Tuesday, January 31, 2017

Scale of action

My friend Andree Zalesk linked on FB to a post by Yonatan Zunger, Trial balloon for a coup. It's not uplifting reading, but I think it is very well argued, and I recommend it.

In comments on Andree's page, someone wrote, "Bannon must go. Period." And Andree responded:
Do you have a strategy in mind? I have NO IDEA how we organize against something this complex and interior. Even some of the best activists I know are refusing to take this in.
I weighed in with some thoughts about government as the organ for collective action combined with the legitimate wielding of compulsion, and the possibility - but more the difficulty - of building alternative means of collective action.

Andree observed, "I don't see here where you're suggesting a strategy for resistance." And she was right. As I wrote to her.
In retrospect, I was answering in a limited way, "What can we do?" But I don't know what we do to resist beyond what we're doing: demonstrating, calling members of Congress, connecting with other people. In the end, if the judiciary declines to declare the executive to be in violation of the law, or the executive decides to ignore the judiciary (as it is apparently already doing), and the arms of the executive (like Customs and Border Patrol) obey the boss rather than the courts, and Congress declines to assert itself (or it asserts itself but the executive ignores Congress and the arms of the executive obey), then I don't know what you do.
Last night I remembered the term "people power" from when the Filipinos turned out in such massive numbers that Marcos fled. What scale of nonviolent action would it take to render Bannon's plans ineffective?
Andree gave me a pat on the back: "There you go: That last sentence is the real question."

OK, but if it is the real question, it's actually just the first real question. Because the one after that is, "How do you achieve that scale of action?"

It's an organizational question, and also one of messaging.

Yesterday I wrote about the all-purpose alibi, the mindset among some Trump voters that "Washington is broken" and Trump is what we need to shake the place up and finally "get something done in this country." Once someone's in that mindset, it doesn't matter how much experience someone has, whether they've worked for Democratic presidents, Republican presidents or both. If you have experience in actually carrying out the work of government, you're part of "broken Washington," so when you rationally explain just how damaging Trump's actions are, all you do is confirm how right and necessary those actions are.

I suspect there's a similar dynamic at work in this question of how do we mobilize more people.

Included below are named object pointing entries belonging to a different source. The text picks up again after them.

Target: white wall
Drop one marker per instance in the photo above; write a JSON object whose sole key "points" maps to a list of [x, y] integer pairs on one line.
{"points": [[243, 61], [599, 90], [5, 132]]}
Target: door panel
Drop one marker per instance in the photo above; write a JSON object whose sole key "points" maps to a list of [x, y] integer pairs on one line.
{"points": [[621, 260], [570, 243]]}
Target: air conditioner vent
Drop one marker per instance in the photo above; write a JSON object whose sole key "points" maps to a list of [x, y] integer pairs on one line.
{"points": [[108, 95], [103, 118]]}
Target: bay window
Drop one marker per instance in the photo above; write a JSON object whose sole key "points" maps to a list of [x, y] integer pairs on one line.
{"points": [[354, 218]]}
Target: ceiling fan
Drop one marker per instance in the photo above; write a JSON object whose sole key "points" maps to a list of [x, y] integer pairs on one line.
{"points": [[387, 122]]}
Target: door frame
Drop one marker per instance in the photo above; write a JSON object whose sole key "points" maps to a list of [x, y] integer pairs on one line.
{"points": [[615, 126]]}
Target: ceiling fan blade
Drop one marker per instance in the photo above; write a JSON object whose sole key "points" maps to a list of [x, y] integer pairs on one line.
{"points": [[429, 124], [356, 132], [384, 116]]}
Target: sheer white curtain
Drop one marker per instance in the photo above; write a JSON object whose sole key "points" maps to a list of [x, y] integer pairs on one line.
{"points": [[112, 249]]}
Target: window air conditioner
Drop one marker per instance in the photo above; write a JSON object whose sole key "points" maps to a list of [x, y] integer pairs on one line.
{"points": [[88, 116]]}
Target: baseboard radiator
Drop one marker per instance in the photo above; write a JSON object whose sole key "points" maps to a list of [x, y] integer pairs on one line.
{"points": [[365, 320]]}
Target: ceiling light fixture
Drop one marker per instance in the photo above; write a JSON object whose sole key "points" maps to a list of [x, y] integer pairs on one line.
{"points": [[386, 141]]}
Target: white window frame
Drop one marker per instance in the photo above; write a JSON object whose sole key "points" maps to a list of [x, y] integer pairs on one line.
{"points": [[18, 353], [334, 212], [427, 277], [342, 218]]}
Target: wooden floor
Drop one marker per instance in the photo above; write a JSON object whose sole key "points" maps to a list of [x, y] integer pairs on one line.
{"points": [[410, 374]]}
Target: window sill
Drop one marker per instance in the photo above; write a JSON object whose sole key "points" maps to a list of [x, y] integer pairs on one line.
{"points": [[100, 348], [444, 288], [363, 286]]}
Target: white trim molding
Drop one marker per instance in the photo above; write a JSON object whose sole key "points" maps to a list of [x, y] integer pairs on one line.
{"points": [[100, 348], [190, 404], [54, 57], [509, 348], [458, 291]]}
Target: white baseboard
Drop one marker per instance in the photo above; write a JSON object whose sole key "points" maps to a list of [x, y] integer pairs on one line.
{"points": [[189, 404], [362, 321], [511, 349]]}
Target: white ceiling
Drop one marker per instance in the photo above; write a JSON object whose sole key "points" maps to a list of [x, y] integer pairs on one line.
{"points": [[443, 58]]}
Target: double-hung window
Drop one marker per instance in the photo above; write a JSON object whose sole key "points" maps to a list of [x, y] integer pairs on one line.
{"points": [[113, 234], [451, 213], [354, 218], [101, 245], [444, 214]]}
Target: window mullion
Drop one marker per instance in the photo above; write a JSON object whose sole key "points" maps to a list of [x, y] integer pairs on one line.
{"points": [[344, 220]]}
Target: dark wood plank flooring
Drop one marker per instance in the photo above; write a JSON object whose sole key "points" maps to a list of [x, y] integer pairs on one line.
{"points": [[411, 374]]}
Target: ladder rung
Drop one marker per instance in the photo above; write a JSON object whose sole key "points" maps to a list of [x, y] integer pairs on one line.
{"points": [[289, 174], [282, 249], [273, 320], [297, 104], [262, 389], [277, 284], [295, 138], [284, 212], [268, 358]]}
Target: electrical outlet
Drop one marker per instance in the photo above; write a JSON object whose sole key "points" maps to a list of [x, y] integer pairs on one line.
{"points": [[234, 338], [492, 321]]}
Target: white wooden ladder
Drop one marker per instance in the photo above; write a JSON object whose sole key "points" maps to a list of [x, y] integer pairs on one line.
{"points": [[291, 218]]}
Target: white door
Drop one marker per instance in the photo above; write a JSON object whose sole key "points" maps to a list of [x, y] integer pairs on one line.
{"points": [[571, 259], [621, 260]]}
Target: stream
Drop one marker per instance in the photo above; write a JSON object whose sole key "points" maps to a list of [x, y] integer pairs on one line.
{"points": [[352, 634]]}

There are different mixes of motivation for opposing Trump. There are policy differences, such as the conviction that the Muslim ban is illegal, immoral, and counterproductive, or the argument that repeal of Obamacare without an actual better replacement is immoral and will lead to great suffering.

The Muslim ban seems pretty widely unpopular. Of course it has its rabid fans on Facebook and elsewhere who argue their case with anti-Muslim bigotry and/or misrepresentation of the order and/or the inaccurate claim that this is just acting on an "Obama" law from 2011. But my conservative Republican House Rep issued a statement yesterday disagreeing with the order (I'm calling him to suggest that he act, rather than merely talk a good game, since he's one of the relatively few people in the country in a position to actually do something about it within the structure of government).

ACA repeal has broader support. If you combine the people who want to leave the law more or less alone, the people who want to strengthen it, and the people who want "changes" rather than repeal, you get a solid majority. But I think in many case, the "changes" people want are along the lines of removing the mandate for people to buy insurance while still requiring insurance companies to cover pre-existing condition. As I've explained, those people want a unicorn, but that doesn't change the fact that if you combine them with the people who want repeal, you probably have a plurality, maybe a majority.

I haven't seen any polling, but I can imagine that his directive on regulations is fairly popular. Yes, it's insane to run government with as broad a brush as saying, "If you create a new rule, you have to take away two," but lots of people have had experiences with regulations that they thought were ill-advised (sometimes they are ill-advised; sometimes the regulation has a reasonable goal and there's simply no cleaner way to accomplish it). So it sounds good to "take bold action."

So there's policy opposition to Trump's specific actions (past and predicted), with some of hi positions being unpopular while others have pretty broad support.

Then there's process opposition: Trump is putting Bannon at the center of the National Security Council and removing people who are supposed to be there by law. Agents of Customs and Border Patrol simply ignore a court order reversing parts of the Muslim ban. Trump (or more likely Bannon) worked on the Muslim ban with staffers to Rep. Goodlatte, but apparently had them sign non-disclosure agreements that they wouldn't tell their own boss what they were doing.

As some people commented in response to the Zunger piece linked at the top, is this a trial balloon for a coup, or it just a straight-up coup?

I don't remember who made the observation, but when you have an executive branch that doesn't listen to the courts, you have a regime rather than a government.

I would hope that the great majority of Americans would be opposed to the creation of a regime in this country.

But it gets complicated when that regime is doing things that many Americans want, like dismantling Obamacare, or "getting those burdensome regulations off our backs."

How do we make common cause with people who don't want a dictator, but who do want many of the things the dictator promises?